Auto-tools/Projects/Lifeguard

Goals

Lifeguard will be a library used to manage a pool of devices, primarily those in use by buildbot for running mobile/B2G unittests. Lifeguard will track the status of all devices registered with it, attempt to recover devices that go offline, and respond to requests for a device by "checking out" a known good device and returning its identifier to the requester.

Non-Goals

Lifeguard will not be responsible for flashing or installing builds on target devices.

Design

TBD, but Autophone provides some of this already, so probably is a good place to start.

Requirements

  1. Lifeguard should provide a mechanism for devices to register themselves with it.
  2. Once a device is registered with Lifeguard, it should periodically ping the device to verify that it's still alive.
    1. If the ping fails, Lifeguard should attempt to recover the device by resetting its power up to N times.
    2. If resetting the device fails, Lifeguard should mark the device as offline.
  3. Lifeguard should provide a web UI that users can use to see and change the status of connected devices.
    1. The UI should allow users to set the status of the device (offline or online) and to attempt rebooting or resetting its power.
    2. If a user marks a device as online, Lifeguard should attempt to bring the device online; if it fails, it should return the status to offline.
  4. Lifeguard should provide an API with which remote components can interact with it (via TCP sockets or HTTP), and should include the following:
    1. an API to request a device for testing.

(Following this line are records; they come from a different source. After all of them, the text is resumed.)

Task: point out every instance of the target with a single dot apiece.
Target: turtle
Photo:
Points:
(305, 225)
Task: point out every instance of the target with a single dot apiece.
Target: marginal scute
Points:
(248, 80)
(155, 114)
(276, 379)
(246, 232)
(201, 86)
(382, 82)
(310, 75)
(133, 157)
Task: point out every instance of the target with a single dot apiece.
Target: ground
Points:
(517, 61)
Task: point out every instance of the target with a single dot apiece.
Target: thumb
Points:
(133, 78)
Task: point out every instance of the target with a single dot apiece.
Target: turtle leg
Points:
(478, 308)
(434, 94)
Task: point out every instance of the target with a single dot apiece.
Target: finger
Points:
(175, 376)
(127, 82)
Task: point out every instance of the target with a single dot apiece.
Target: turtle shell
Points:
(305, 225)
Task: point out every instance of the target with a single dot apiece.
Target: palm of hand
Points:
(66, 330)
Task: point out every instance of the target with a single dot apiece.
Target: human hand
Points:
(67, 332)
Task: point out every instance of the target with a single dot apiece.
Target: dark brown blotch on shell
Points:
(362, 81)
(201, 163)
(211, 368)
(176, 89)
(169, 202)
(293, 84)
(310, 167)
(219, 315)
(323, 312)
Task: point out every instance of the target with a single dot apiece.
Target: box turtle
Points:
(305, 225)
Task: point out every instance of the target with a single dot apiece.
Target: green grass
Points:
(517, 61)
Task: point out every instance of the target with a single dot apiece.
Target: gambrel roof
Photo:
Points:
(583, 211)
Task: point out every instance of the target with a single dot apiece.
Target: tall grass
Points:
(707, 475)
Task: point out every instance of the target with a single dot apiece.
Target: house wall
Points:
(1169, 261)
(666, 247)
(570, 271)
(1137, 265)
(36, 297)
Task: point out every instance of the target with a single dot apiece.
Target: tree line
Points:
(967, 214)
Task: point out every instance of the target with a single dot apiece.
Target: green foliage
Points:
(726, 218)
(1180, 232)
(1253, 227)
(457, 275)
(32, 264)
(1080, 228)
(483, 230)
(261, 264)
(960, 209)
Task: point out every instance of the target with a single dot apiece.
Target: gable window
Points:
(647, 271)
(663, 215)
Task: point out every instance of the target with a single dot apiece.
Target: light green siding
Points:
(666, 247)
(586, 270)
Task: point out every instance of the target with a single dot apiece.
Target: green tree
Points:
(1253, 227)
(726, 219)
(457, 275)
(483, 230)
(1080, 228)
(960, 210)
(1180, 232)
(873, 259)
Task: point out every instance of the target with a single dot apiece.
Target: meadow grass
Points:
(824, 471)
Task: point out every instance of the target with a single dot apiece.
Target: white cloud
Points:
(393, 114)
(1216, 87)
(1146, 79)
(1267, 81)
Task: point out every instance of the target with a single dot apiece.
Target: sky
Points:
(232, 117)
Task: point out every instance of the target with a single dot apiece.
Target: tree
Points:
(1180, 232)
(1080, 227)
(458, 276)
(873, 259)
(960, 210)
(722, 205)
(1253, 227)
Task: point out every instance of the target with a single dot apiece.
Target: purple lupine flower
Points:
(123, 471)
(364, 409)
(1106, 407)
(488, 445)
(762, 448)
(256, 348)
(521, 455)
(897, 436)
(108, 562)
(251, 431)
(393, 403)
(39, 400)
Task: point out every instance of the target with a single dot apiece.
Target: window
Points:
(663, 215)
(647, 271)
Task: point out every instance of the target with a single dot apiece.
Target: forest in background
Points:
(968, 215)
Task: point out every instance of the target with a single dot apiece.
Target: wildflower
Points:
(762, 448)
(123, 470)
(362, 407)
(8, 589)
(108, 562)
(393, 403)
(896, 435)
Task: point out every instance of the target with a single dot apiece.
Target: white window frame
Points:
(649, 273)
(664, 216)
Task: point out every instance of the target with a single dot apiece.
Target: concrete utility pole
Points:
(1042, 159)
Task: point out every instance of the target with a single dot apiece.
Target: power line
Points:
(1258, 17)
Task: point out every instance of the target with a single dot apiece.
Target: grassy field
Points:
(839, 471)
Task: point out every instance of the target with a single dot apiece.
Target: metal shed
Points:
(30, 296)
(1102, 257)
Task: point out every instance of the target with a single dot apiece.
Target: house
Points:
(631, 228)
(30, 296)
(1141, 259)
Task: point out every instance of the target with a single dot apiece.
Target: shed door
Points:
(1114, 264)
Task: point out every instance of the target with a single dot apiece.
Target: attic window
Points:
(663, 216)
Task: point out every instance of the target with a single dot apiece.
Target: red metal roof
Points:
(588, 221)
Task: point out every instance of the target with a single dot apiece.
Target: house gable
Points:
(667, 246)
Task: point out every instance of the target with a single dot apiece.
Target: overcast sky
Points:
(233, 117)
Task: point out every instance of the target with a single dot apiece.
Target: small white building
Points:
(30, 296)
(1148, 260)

This API should accept some parameters: processor (armv6 vs armv7), hardware type (panda, ...), and pool (b2g vs mobile). It should return an identifier of a device that it has a valid recent ping, and then mark the status of the device accordingly (e.g., 'checked_out').
    2. an API to return a checked_out device to the pool. This API should accept a device identifier. After being returned to the pool, Lifeguard should reboot the device and verify it is alive, after which the status should be updated to online.
    3. additional APIs needed to support the Web UI above
  5. Lifeguard should scale to handle a large number of devices (several hundred, still TBD)
  6. Lifeguard should have unit tests, that we can run before changes.
  7. Lifeguard should have a staging environment, and integration test that we can run in a live environment.
  8. Lifeguard should maintain a detailed log including, among other things, details on device registrations, device state transitions, and all API requests.